Approximately 10% of patients presenting with dysphagia will be diagnosed with oesophageal cancer.
Another 15-20% will have significant non-cancer pathology requiring treatment such as complicated GORD (oesophagitis, benign strictures, Barrett’s) or a dysmotility syndrome such as achalasia.
Specific points to be asked when taking a history of a patient with dysphagia (Dictation Checklist):
- History of smoking and alcohol.
- History of neurological disease or CVA.
- Drugs History (e.g. biphosphonates, NSAIDs, aspirin).
- History of GORD.
- History of previous investigations for dysphagia.
Factors suggestive of sinister cause for dysphagia (both cancer or non-cancer related):
- Odynophagia.
- Hoarse voice (consider ENT referral).
- Coexisting iron deficiency anaemia.
- Coughing / choking during or after drinking.

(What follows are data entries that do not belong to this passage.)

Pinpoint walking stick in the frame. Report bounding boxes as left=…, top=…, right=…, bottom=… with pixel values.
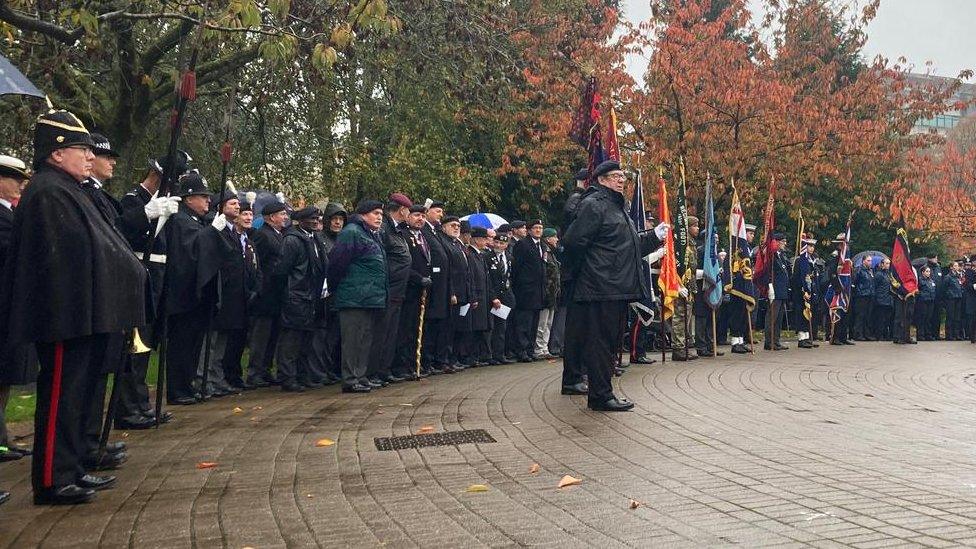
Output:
left=417, top=288, right=427, bottom=378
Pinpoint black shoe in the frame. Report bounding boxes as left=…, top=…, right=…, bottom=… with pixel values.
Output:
left=562, top=383, right=590, bottom=395
left=732, top=343, right=751, bottom=355
left=78, top=475, right=116, bottom=492
left=115, top=416, right=156, bottom=431
left=34, top=484, right=95, bottom=505
left=81, top=452, right=129, bottom=471
left=589, top=398, right=634, bottom=412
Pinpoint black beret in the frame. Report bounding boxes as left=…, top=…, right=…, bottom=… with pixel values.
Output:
left=593, top=160, right=620, bottom=178
left=356, top=200, right=383, bottom=215
left=34, top=110, right=95, bottom=168
left=92, top=133, right=119, bottom=158
left=180, top=172, right=210, bottom=196
left=291, top=206, right=322, bottom=221
left=261, top=201, right=288, bottom=215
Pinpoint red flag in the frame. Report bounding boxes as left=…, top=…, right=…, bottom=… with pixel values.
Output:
left=657, top=176, right=681, bottom=320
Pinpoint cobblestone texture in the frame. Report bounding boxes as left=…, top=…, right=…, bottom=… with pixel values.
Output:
left=0, top=343, right=976, bottom=548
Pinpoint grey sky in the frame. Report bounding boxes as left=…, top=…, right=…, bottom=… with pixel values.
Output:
left=621, top=0, right=976, bottom=82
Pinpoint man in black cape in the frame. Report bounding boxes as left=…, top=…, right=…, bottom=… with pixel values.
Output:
left=563, top=160, right=668, bottom=412
left=0, top=111, right=146, bottom=504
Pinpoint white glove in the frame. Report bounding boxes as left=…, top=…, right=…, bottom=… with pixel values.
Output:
left=144, top=196, right=182, bottom=221
left=654, top=223, right=671, bottom=240
left=647, top=246, right=668, bottom=263
left=210, top=214, right=227, bottom=232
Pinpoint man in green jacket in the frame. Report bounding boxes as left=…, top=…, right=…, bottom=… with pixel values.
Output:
left=328, top=200, right=388, bottom=393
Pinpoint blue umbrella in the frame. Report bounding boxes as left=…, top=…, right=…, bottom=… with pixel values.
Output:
left=0, top=55, right=47, bottom=98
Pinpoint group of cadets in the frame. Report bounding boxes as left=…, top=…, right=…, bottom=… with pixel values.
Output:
left=0, top=111, right=565, bottom=504
left=0, top=111, right=976, bottom=504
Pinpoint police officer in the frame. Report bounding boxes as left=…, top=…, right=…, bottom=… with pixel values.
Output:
left=0, top=111, right=146, bottom=504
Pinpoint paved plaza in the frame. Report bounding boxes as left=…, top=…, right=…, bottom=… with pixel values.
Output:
left=0, top=342, right=976, bottom=548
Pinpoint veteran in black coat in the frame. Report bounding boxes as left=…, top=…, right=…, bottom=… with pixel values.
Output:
left=0, top=111, right=146, bottom=504
left=562, top=160, right=667, bottom=411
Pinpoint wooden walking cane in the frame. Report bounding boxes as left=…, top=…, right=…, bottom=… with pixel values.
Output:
left=417, top=288, right=427, bottom=378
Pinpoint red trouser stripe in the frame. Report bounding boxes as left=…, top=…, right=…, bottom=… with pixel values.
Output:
left=44, top=342, right=64, bottom=488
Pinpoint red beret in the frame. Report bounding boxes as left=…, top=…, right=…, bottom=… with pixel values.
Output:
left=390, top=193, right=413, bottom=208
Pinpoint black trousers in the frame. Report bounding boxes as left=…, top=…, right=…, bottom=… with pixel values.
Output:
left=512, top=308, right=539, bottom=358
left=374, top=300, right=403, bottom=379
left=392, top=295, right=420, bottom=376
left=166, top=306, right=209, bottom=403
left=567, top=301, right=627, bottom=405
left=31, top=334, right=110, bottom=490
left=490, top=311, right=514, bottom=361
left=563, top=301, right=587, bottom=386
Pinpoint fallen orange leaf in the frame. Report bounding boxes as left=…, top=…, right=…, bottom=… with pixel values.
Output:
left=559, top=475, right=583, bottom=488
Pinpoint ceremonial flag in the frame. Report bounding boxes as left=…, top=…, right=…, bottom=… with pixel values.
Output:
left=753, top=178, right=776, bottom=297
left=888, top=229, right=920, bottom=300
left=674, top=159, right=695, bottom=278
left=702, top=176, right=722, bottom=309
left=824, top=212, right=854, bottom=324
left=729, top=182, right=756, bottom=311
left=657, top=169, right=681, bottom=320
left=606, top=107, right=620, bottom=162
left=630, top=170, right=654, bottom=326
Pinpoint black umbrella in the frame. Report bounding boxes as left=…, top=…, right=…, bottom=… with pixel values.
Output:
left=0, top=55, right=47, bottom=98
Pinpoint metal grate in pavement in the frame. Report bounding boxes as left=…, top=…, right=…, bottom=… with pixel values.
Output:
left=373, top=429, right=498, bottom=451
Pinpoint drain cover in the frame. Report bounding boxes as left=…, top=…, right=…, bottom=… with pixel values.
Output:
left=373, top=429, right=497, bottom=451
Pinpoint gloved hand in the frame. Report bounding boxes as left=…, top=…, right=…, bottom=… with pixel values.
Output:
left=654, top=223, right=671, bottom=240
left=210, top=214, right=227, bottom=232
left=647, top=246, right=668, bottom=263
left=144, top=196, right=182, bottom=221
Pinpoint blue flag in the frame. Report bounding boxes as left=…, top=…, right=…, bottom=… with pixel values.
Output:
left=702, top=177, right=722, bottom=309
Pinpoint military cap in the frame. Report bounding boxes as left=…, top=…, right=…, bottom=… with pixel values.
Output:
left=593, top=160, right=620, bottom=178
left=291, top=206, right=322, bottom=221
left=390, top=193, right=413, bottom=208
left=356, top=199, right=383, bottom=215
left=0, top=154, right=30, bottom=179
left=180, top=171, right=210, bottom=196
left=92, top=133, right=119, bottom=158
left=34, top=110, right=94, bottom=168
left=261, top=201, right=288, bottom=215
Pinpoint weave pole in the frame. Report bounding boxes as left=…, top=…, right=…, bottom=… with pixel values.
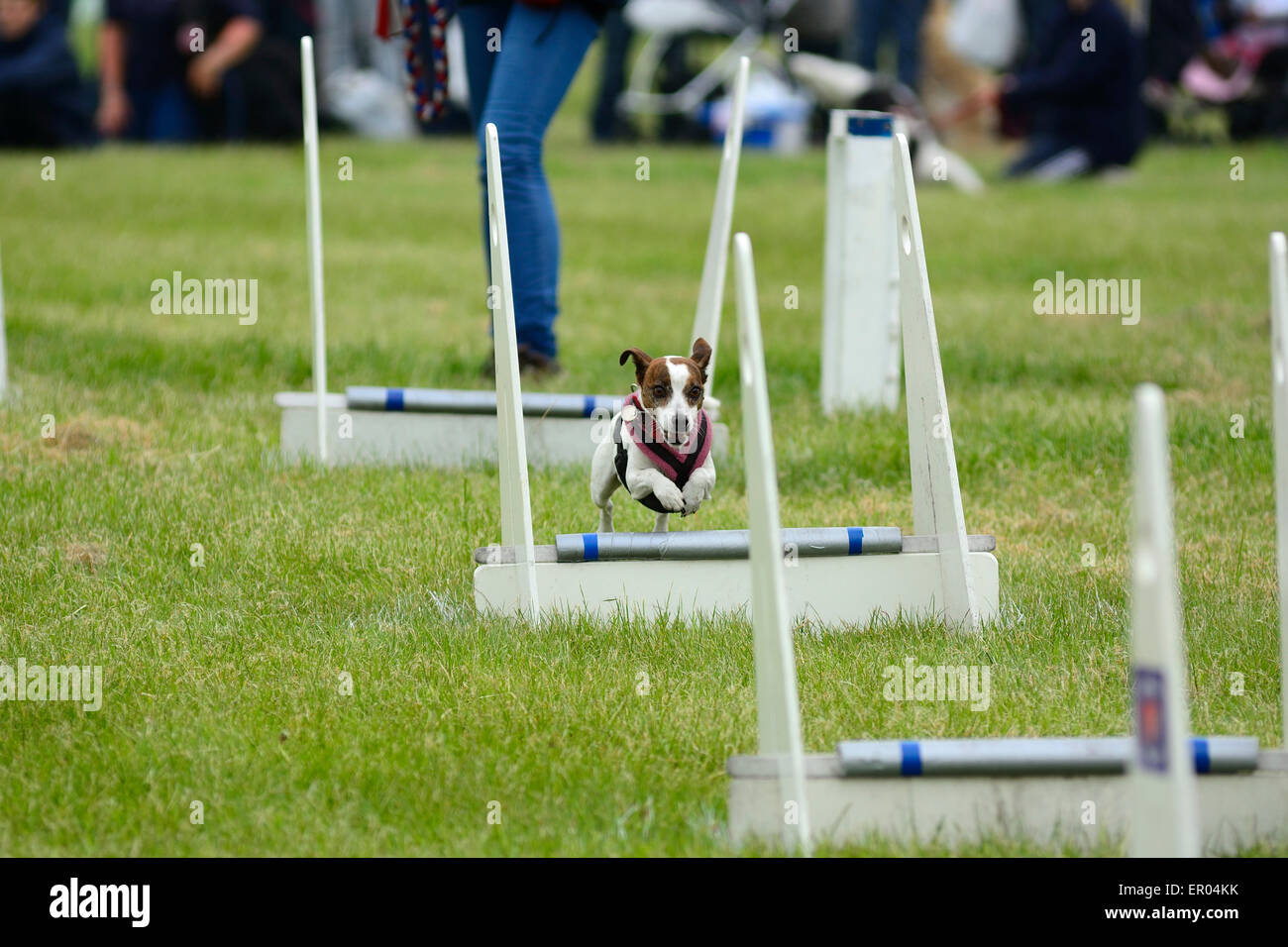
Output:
left=734, top=233, right=811, bottom=856
left=0, top=241, right=9, bottom=401
left=1130, top=384, right=1201, bottom=858
left=300, top=36, right=327, bottom=466
left=484, top=123, right=541, bottom=624
left=1270, top=233, right=1288, bottom=746
left=693, top=56, right=751, bottom=398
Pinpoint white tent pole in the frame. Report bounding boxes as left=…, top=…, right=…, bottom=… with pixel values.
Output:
left=734, top=233, right=810, bottom=854
left=693, top=56, right=751, bottom=398
left=0, top=238, right=9, bottom=401
left=1130, top=384, right=1201, bottom=858
left=484, top=123, right=541, bottom=622
left=1270, top=233, right=1288, bottom=746
left=300, top=36, right=327, bottom=466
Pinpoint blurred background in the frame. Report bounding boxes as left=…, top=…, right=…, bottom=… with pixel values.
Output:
left=0, top=0, right=1288, bottom=158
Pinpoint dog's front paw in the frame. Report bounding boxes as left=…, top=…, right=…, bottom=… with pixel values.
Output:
left=684, top=480, right=711, bottom=515
left=653, top=480, right=684, bottom=513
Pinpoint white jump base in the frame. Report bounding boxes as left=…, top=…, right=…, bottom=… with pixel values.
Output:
left=474, top=536, right=1001, bottom=625
left=726, top=752, right=1288, bottom=856
left=273, top=391, right=729, bottom=469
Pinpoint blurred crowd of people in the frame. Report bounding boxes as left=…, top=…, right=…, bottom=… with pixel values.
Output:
left=0, top=0, right=1288, bottom=174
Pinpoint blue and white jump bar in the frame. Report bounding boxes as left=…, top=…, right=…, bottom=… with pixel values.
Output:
left=555, top=526, right=903, bottom=562
left=836, top=737, right=1259, bottom=776
left=344, top=385, right=625, bottom=417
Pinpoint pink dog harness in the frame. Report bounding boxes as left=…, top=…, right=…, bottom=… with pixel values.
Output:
left=613, top=394, right=711, bottom=515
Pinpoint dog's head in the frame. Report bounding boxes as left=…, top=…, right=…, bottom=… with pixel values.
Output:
left=618, top=339, right=711, bottom=445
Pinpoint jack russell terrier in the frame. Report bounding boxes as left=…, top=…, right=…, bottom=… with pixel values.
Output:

- Progressive dysphagia particularly for solids.
- Regurgitation.
Six factors specifically associated with increased cancer risk in dysphagia:
- Recent non-intentional weight loss over 3kg.
- Male gender.
- Absence of acid reflux when presenting with dysphagia.
- Food sticking in the chest rather than neck.
- Older patient (risk increases significantly with age).
- Short duration of symptoms (<6 months).
It is particularly important to provide accurate information on the 6 factors specifically associated with significantly high risk of cancer as these factors can identify a sub-group of patients with up to 20% risk of cancer.